Final grades will be computed according the following weights. (These weights are tentative and subject to future adjustment.)
The weights of the individual homeworks are: 1%, 2%, 3%, 4%, 7%, 7%, 8%, 8%.
We often add a special "Challenge Problem" to the end of each homework assignment. Challenge problems are entirely optional, and your grade cannot be adversely affected if you do not attempt them.
Successfully completing a challenge problem is not reflected in your homework grade. Instead, you will awarded special "gold-star points." We do not consider these gold-star points when computing cutoffs for the final grade. These points are used entirely for certain intangibles. For example, this might arise if you need a recommendation for a part-time job on campus, or if another professor is considering oversubscribing you into a full class, and asks me how good a student you were. In such cases, these points can give me additional information beyond your letter grade.
Gold-star points cannot be traded for regular homework or exam points. So, do not attempt the challenge problem unless you have successfully completed the basic project. The reason is that challenge problems are designed for students that are willing to work beyond the current course material. Solving a challenge problem may involve searching the web, reading ahead in our textbook, or simply doing some clever thinking to come up with a solution. We do not want to penalize students who come into the class without additional programming knowledge. Nonetheless, we do want to challenge the more experienced students to try to do more.
Note that the rules of academic honesty apply, and all challenge problems are to be treated as if they are closed homeworks, that is, they are to be done individually. (See the Policy Regarding Open/Closed Homework.)
All individual assignments/exams must be done individually. (The only exception to this are "open" assignments, which will be discussed in class.) Please visit the webpage of the Student Honor Council for a detailed explanation of what constitutes academic dishonesty. Note that it includes not only cheating, fabrication, and plagiarism, but also includes helping other students commit acts of academic dishonesty by allowing them to obtain copies of your work. You are allowed to use the Web for reference purposes, but you may not copy code from any website or any other source. In short, all submitted work must be your own.

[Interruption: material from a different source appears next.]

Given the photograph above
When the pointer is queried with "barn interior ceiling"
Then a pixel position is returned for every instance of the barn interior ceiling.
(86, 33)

Cases of academic dishonesty will be dealt with harshly. Each such case will be referred to the University's Office of Judicial Programs. If the student is found to be responsible of academic dishonesty, the typical sanction results in a special grade "XF", indicating that the course was failed due to academic dishonesty. More serious instances can result in expulsion from the university. If you have any doubt as to whether an act of yours might constitute academic dishonesty, please contact your TA or one of the course coordinators.